2. Giving It the Right Context (access to key Confluence pages)
Rather than pointing the agent to the raw table schemas only, we provided the link to our key Confluence pages with real-world analytics knowledge:
- Concise explanation of metrics in a single source of truth
- Common CTEs and canonical table schemas for events, sessions, and users
- Best‑practice patterns for things like:
- Date handling table, week buckets, timezones
- Activation and adoption metrics
- Retention (e.g., week 1–4 retention patterns)
- Standard filters (e.g., internal vs external usage, product boundaries)
We documented these in Confluence pages, and provided the link to our subagent to code with expert’s knowledge, not a blank slate.
3. A Deliberate Workflow: Understand → Plan → Write
We designed the agent to follow a three‑step workflow:
- Understand context. It first reviews relevant resources:
- Existing SQL queries in our analytics repo (based on
- Documentation on schemas and CTEs
- Patterns used in production dashboards
- Plan the query. Before writing SQL, it identifies:
- Which data sources and tables to use
- Which reusable CTEs or patterns are appropriate
- The right grouping, filters, and metrics to answer the question
- Write the SQL. It then generates:
- Concise, modular CTEs with necessary columns and intermediate steps
- Inline comments explaining the logic
- A final, runnable query
The output looks like something an analytics engineer would be comfortable checking into version control, just much faster.
4. Human-in-the-Loop by Design
Our data analysis drives key business decisions, so our agent requests human review to validate generated SQL and reduce errors. To support seamless development, you can enable SQL execution (e.g., via MCP tools) so Rovo Dev CLI can run, improve query reliability, and reduce debugging time.
Our data scientists reviewed the generated SQL and concluded its quality matches their own work: “It definitely does the job, and picked the right data source” – A principal data scientist
This continuous review loop builds trust between humans and AI by maintaining human oversight for data quality checks, performance tuning, and domain-specific edge cases.

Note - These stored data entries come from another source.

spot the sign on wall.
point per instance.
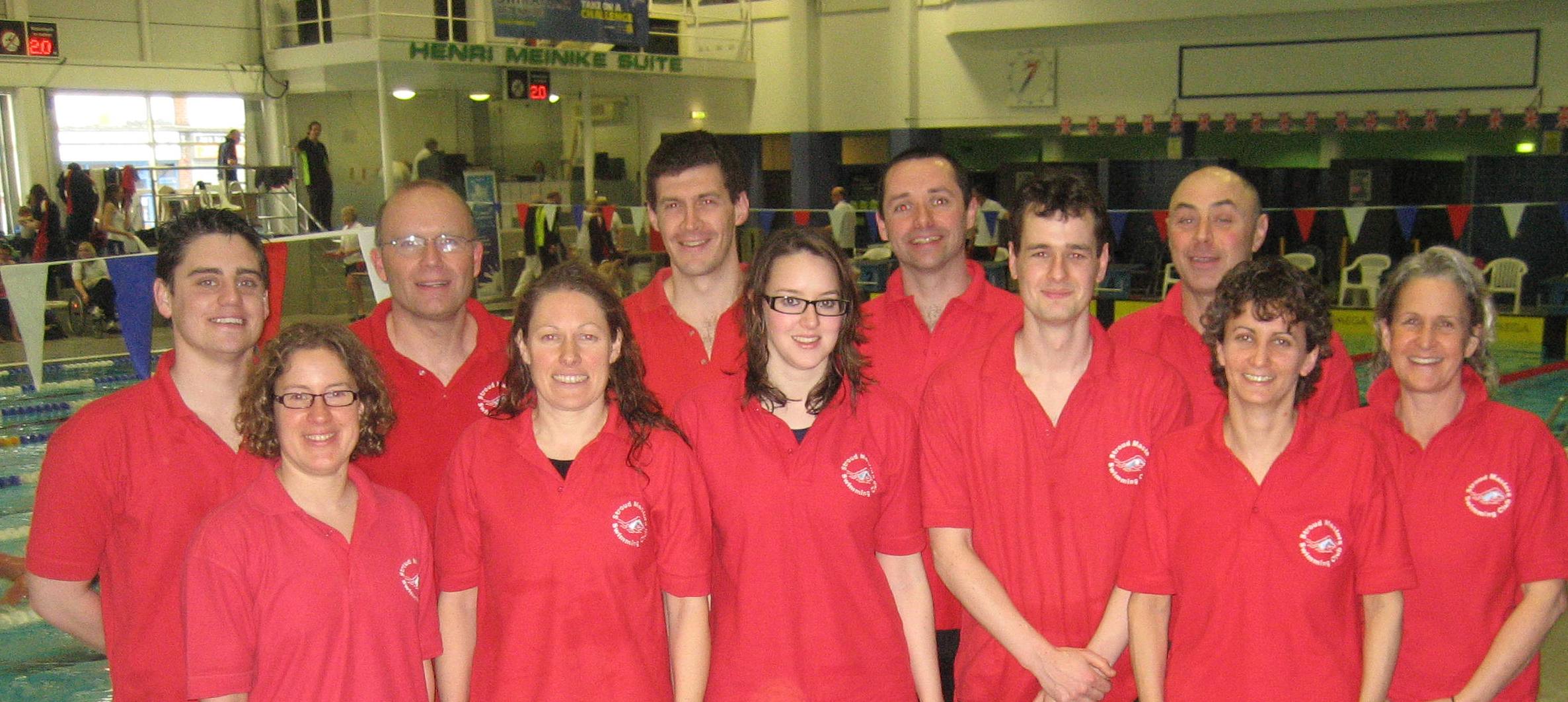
(621, 22)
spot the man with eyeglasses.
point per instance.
(687, 320)
(443, 353)
(131, 475)
(1032, 447)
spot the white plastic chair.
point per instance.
(1302, 261)
(1506, 276)
(1371, 279)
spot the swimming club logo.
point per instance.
(1489, 495)
(631, 524)
(858, 475)
(408, 573)
(1128, 461)
(490, 397)
(1322, 544)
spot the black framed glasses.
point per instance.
(413, 246)
(305, 400)
(797, 306)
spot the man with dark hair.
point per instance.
(936, 306)
(1216, 223)
(317, 178)
(129, 477)
(441, 350)
(687, 320)
(1032, 447)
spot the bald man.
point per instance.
(1216, 221)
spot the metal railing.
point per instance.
(703, 28)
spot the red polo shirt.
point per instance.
(1048, 502)
(909, 350)
(1267, 579)
(1161, 330)
(1485, 513)
(124, 485)
(431, 415)
(571, 573)
(802, 608)
(281, 607)
(673, 351)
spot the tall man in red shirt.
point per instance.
(1032, 446)
(443, 353)
(938, 304)
(1216, 223)
(687, 320)
(129, 477)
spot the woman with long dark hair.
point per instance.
(573, 530)
(819, 591)
(1481, 485)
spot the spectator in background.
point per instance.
(91, 281)
(229, 156)
(354, 259)
(317, 176)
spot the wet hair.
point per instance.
(847, 364)
(258, 422)
(410, 187)
(1451, 265)
(916, 153)
(1275, 289)
(178, 234)
(626, 389)
(1062, 193)
(691, 149)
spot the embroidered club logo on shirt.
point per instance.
(1489, 495)
(1128, 461)
(858, 475)
(490, 397)
(631, 524)
(1322, 544)
(408, 573)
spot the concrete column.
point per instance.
(814, 168)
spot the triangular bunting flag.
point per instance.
(1459, 217)
(1354, 219)
(1511, 215)
(367, 243)
(26, 287)
(1119, 223)
(523, 215)
(1304, 221)
(276, 273)
(133, 278)
(1407, 220)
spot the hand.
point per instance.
(1074, 674)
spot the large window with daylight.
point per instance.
(174, 138)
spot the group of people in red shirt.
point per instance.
(722, 486)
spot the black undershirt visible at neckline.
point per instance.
(562, 466)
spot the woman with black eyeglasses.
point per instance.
(819, 591)
(313, 583)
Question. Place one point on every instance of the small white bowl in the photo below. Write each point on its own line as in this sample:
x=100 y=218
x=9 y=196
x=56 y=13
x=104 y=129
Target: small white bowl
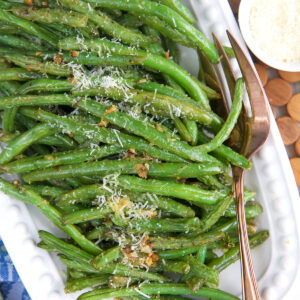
x=244 y=16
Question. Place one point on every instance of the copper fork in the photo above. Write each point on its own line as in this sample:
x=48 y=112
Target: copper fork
x=253 y=131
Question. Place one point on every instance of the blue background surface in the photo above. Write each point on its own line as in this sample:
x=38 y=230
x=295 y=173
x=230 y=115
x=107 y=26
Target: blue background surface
x=11 y=287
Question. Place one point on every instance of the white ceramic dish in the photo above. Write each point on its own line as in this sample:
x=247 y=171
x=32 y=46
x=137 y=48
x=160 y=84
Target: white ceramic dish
x=244 y=15
x=276 y=262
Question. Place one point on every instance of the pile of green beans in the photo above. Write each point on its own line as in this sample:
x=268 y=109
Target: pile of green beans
x=119 y=146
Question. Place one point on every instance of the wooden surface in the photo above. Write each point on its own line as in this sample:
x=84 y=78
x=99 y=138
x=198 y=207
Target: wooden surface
x=234 y=5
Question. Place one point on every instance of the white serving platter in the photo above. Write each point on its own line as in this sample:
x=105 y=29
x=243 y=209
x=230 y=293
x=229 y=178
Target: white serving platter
x=276 y=262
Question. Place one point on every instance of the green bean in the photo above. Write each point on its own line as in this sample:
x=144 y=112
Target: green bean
x=29 y=27
x=96 y=234
x=170 y=243
x=163 y=105
x=177 y=253
x=166 y=188
x=229 y=51
x=74 y=285
x=164 y=225
x=180 y=8
x=85 y=215
x=35 y=64
x=184 y=133
x=18 y=74
x=56 y=139
x=78 y=266
x=48 y=191
x=63 y=247
x=150 y=86
x=165 y=90
x=54 y=99
x=227 y=153
x=106 y=167
x=23 y=141
x=49 y=85
x=193 y=130
x=8 y=137
x=158 y=289
x=17 y=42
x=201 y=254
x=119 y=269
x=107 y=25
x=75 y=274
x=8 y=118
x=201 y=271
x=180 y=267
x=137 y=57
x=211 y=218
x=50 y=15
x=166 y=30
x=231 y=120
x=128 y=20
x=101 y=134
x=115 y=269
x=233 y=255
x=251 y=210
x=85 y=193
x=59 y=158
x=28 y=196
x=106 y=257
x=169 y=16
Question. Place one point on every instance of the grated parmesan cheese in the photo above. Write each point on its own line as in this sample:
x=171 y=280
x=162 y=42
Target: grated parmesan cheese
x=274 y=24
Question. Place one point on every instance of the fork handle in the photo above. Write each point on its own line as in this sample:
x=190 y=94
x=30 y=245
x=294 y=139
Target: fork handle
x=249 y=283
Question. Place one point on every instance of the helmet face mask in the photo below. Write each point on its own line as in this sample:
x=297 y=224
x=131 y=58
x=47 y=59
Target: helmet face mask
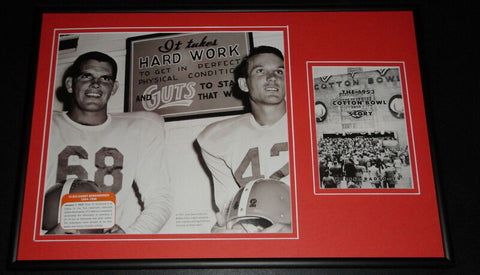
x=258 y=205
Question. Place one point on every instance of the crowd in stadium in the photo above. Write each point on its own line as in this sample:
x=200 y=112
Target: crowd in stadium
x=361 y=162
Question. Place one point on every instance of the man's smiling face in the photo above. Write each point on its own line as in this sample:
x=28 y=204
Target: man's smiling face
x=266 y=81
x=93 y=87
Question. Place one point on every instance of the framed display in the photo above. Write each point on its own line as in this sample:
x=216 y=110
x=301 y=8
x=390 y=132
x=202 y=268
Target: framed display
x=280 y=138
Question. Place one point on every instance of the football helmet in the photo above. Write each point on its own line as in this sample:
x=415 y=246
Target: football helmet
x=259 y=204
x=52 y=204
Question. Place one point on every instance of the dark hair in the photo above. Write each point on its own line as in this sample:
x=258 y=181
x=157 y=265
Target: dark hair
x=242 y=69
x=75 y=69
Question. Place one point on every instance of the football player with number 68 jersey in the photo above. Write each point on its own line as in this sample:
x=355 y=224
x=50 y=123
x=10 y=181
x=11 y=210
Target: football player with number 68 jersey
x=120 y=153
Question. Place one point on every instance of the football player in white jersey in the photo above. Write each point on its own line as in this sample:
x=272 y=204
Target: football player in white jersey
x=251 y=146
x=121 y=153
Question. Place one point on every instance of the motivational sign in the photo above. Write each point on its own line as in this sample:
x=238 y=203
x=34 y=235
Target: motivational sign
x=185 y=74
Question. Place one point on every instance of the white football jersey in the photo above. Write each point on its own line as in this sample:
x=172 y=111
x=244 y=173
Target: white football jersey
x=239 y=150
x=127 y=148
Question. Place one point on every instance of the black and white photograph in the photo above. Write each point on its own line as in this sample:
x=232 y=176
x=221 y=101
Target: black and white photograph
x=362 y=138
x=183 y=128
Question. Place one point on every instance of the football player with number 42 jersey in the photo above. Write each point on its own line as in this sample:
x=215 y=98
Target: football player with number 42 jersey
x=251 y=146
x=120 y=153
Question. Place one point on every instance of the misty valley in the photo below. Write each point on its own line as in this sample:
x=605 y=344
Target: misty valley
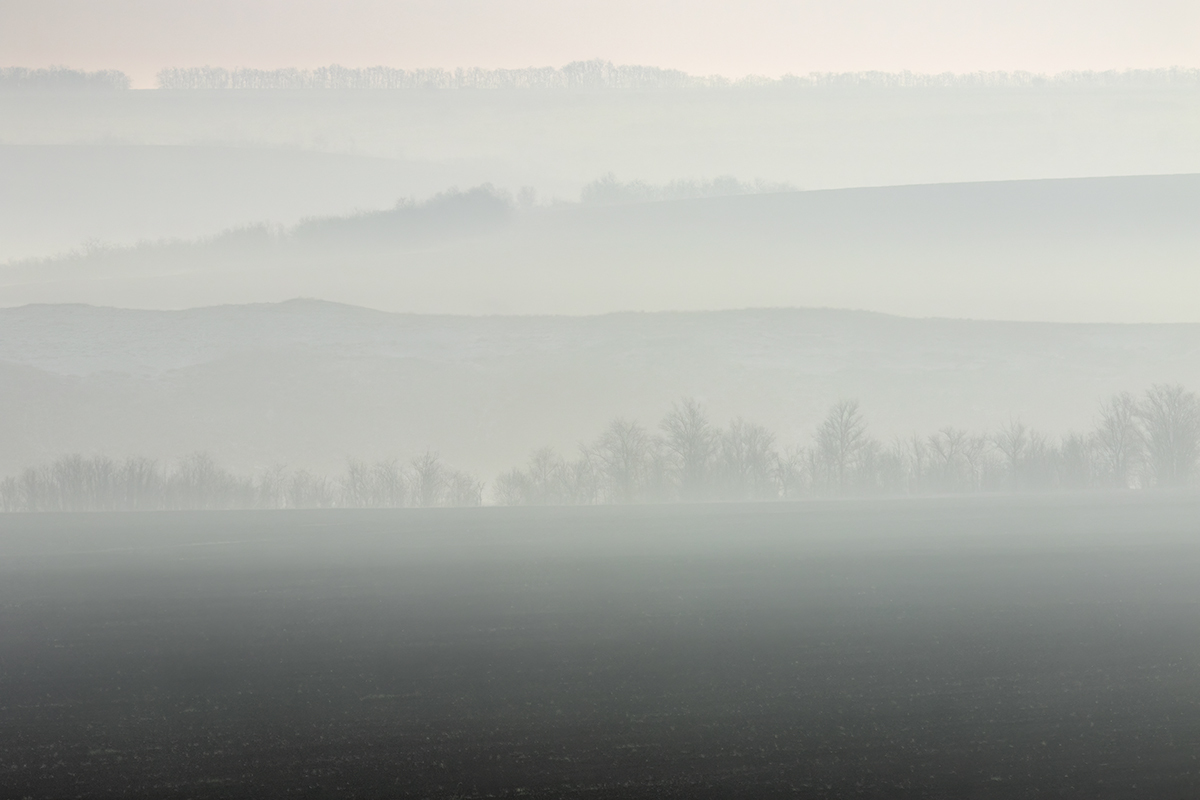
x=603 y=429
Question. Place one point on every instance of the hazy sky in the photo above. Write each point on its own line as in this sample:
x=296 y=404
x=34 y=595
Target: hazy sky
x=701 y=36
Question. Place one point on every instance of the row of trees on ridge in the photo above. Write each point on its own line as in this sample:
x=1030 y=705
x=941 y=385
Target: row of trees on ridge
x=1147 y=441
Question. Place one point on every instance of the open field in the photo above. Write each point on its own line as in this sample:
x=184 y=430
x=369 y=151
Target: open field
x=987 y=648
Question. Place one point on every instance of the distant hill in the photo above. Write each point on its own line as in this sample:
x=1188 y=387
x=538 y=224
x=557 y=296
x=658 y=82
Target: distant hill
x=310 y=383
x=1081 y=250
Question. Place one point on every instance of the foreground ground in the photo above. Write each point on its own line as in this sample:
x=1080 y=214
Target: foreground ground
x=915 y=648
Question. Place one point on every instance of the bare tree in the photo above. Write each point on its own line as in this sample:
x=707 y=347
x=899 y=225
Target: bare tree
x=429 y=481
x=623 y=456
x=1075 y=462
x=1171 y=420
x=1119 y=441
x=840 y=441
x=1013 y=441
x=691 y=444
x=747 y=462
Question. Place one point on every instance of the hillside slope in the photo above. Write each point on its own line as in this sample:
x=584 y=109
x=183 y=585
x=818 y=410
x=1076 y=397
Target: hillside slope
x=310 y=383
x=1085 y=250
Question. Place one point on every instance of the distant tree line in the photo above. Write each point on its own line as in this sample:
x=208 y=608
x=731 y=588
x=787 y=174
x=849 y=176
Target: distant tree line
x=1147 y=441
x=1137 y=443
x=604 y=74
x=61 y=79
x=100 y=483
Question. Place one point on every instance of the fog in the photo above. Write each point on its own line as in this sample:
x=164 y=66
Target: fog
x=480 y=400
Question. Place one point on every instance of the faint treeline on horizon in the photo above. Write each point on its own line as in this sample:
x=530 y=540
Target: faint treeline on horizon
x=1152 y=441
x=604 y=74
x=594 y=74
x=197 y=482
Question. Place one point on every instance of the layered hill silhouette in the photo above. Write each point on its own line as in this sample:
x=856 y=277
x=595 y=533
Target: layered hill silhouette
x=1084 y=250
x=311 y=384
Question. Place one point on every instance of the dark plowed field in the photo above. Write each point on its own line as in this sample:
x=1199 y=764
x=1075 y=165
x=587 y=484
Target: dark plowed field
x=987 y=648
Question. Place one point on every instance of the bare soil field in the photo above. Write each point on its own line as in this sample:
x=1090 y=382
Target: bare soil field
x=946 y=648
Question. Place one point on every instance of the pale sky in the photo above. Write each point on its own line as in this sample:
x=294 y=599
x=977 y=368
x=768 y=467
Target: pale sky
x=768 y=37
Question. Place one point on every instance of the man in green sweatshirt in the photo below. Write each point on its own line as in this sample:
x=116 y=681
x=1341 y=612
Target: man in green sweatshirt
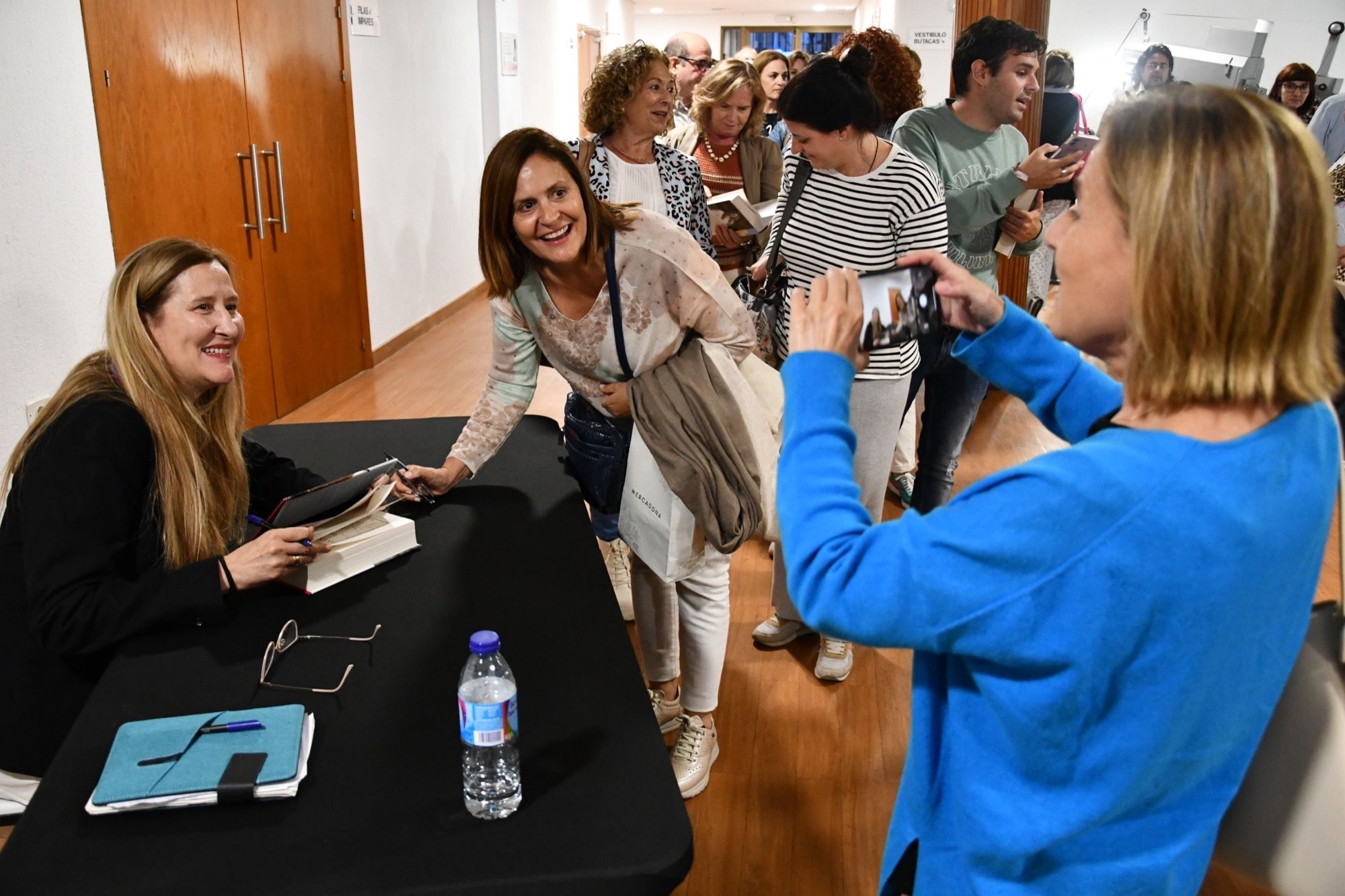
x=984 y=162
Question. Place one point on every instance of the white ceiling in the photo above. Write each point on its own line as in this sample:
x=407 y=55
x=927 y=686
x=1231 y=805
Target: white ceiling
x=758 y=7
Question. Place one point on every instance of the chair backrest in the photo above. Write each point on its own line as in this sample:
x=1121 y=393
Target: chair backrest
x=1284 y=826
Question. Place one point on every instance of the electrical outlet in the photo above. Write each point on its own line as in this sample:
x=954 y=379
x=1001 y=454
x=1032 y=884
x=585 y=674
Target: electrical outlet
x=36 y=407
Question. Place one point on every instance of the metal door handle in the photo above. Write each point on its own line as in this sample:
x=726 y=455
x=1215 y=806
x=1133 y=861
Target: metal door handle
x=262 y=221
x=280 y=181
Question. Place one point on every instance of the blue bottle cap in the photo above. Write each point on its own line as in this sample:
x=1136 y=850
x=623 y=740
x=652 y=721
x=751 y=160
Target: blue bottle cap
x=485 y=642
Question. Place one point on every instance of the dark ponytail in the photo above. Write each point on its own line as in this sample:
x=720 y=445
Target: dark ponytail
x=831 y=95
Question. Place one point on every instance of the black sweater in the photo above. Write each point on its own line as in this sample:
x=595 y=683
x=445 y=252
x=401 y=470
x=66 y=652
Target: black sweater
x=81 y=557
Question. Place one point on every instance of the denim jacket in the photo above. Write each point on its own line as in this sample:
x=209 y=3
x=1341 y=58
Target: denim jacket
x=683 y=188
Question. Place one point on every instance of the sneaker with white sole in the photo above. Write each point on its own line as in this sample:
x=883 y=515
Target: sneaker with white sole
x=778 y=633
x=666 y=712
x=902 y=486
x=693 y=754
x=836 y=659
x=619 y=571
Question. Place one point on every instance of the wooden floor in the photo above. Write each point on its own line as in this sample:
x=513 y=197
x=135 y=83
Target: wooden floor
x=801 y=797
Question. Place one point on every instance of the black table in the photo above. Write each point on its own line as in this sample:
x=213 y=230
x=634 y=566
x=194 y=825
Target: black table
x=383 y=806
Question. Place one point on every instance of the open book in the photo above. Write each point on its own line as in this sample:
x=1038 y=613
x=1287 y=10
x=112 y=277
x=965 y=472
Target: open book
x=362 y=536
x=734 y=210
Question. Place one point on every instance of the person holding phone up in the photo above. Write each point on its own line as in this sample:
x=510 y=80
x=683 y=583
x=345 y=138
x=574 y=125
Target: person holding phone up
x=1101 y=634
x=984 y=162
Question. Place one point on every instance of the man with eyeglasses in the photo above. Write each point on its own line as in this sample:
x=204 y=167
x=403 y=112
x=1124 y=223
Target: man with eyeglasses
x=689 y=60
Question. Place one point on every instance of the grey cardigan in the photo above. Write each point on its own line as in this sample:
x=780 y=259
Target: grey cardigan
x=759 y=157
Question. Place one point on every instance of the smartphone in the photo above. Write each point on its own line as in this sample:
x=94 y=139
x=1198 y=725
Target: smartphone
x=1078 y=143
x=899 y=306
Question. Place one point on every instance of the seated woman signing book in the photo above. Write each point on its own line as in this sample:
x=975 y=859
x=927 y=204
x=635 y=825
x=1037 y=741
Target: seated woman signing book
x=127 y=499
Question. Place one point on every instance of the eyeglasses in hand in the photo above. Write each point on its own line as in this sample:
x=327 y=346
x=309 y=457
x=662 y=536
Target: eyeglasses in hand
x=286 y=639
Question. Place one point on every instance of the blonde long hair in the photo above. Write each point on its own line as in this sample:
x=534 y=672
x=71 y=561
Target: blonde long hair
x=1226 y=201
x=201 y=481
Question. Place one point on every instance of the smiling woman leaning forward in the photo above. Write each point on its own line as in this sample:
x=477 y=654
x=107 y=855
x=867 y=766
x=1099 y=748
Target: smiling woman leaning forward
x=127 y=502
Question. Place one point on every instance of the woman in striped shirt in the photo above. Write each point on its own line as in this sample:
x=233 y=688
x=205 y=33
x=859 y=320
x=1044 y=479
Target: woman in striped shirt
x=867 y=204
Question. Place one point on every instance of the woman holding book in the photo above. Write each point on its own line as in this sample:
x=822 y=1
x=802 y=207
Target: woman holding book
x=724 y=139
x=544 y=240
x=127 y=499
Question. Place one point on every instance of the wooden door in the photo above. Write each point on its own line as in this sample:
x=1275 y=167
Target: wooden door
x=169 y=99
x=313 y=264
x=1030 y=14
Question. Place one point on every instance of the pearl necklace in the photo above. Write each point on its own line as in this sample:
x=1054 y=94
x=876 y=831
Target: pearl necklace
x=709 y=150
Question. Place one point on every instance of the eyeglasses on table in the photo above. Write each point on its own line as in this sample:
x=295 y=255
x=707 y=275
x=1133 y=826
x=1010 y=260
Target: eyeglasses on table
x=286 y=639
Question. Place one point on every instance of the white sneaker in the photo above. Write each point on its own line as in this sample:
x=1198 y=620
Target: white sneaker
x=619 y=571
x=836 y=659
x=666 y=712
x=693 y=754
x=778 y=633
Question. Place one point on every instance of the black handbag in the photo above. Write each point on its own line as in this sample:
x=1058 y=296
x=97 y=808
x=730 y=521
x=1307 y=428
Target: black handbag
x=762 y=303
x=595 y=444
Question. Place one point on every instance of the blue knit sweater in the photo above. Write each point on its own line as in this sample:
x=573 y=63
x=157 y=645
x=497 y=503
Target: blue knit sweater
x=1101 y=634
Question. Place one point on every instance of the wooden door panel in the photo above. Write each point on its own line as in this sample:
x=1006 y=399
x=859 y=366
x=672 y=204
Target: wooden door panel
x=315 y=286
x=171 y=118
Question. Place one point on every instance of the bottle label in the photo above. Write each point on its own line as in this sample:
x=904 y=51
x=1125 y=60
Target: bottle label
x=489 y=724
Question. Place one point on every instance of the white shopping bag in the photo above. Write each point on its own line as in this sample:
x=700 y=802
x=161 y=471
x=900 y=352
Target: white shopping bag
x=654 y=521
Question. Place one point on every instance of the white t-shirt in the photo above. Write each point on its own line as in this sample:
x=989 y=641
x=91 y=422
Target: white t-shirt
x=637 y=184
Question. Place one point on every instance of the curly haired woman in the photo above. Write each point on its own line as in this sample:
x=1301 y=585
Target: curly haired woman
x=896 y=73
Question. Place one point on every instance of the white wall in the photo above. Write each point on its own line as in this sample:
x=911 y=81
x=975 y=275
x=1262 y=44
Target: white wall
x=56 y=240
x=657 y=30
x=418 y=123
x=1094 y=33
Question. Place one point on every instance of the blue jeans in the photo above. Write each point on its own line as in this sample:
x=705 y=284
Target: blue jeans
x=953 y=397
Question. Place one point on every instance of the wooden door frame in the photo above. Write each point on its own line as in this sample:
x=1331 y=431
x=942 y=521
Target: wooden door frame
x=367 y=339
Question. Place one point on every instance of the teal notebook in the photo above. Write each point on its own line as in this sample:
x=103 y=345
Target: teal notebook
x=204 y=756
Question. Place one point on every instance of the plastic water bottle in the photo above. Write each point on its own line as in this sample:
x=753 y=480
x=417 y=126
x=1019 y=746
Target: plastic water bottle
x=488 y=713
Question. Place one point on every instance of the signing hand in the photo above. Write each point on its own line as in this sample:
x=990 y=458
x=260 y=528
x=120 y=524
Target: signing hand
x=968 y=303
x=831 y=318
x=617 y=399
x=438 y=479
x=1023 y=227
x=272 y=555
x=1047 y=173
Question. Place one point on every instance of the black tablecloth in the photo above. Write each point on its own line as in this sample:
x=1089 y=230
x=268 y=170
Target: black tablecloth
x=383 y=806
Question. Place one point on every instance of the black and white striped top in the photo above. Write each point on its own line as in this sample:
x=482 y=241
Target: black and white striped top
x=867 y=224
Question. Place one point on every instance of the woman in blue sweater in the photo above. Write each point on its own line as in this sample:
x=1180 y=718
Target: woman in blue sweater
x=1102 y=633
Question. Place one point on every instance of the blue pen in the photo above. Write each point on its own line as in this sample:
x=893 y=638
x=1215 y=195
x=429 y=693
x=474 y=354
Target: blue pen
x=248 y=724
x=245 y=724
x=263 y=524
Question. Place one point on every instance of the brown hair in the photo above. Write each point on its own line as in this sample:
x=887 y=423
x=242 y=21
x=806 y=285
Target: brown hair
x=1296 y=72
x=201 y=481
x=895 y=79
x=614 y=83
x=723 y=80
x=505 y=261
x=1223 y=322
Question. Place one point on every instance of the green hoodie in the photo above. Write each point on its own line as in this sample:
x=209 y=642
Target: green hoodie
x=978 y=181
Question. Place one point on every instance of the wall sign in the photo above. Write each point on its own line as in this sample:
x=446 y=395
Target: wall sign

What Problems It Actually Solves

- Dramatically faster time from question to query: Instead of waiting for our human experts (they are busy!), our subagent turns natural-language questions into a refined (not from‑scratch) SQL in minutes.
- Enforces consistency across dashboards and teams: Grounded in our repo, it uses canonical CTEs, shared patterns, and agreed definitions so our query and subsequent business decisions align with the past decisions and the existing dashboards.
- Significantly lowers the skill barrier: It turns deep, tacit analytics knowledge into something accessible on demand for non‑experts to write high‑quality SQL.
What we learned (and why it matters beyond Atlassian)
Building the Rovo Dev SQL Writer taught us a few durable patterns for AI in domain-specific analytics:
- Context > raw power: Agents grounded in your own code, schemas, and docs beat generic models.
- Narrow and opinionated wins: In domain-specific area, a domain‑tuned tool (like Rovo Dev CLI + our patterns) are more predictable and trusted.
- Humans stay in the loop: People still review and validate metric‑impacting queries; AI just accelerates.
This pattern generalizes: teams can apply it beyond analytics to any new domain. They leverage their codebases and documentation to ground AI, whether in data science, ML engineering, or unfamiliar repositories. Prioritize scoped agents over “do-everything” assistants, and design for human review and repeatable workflows rather than one-off solutions.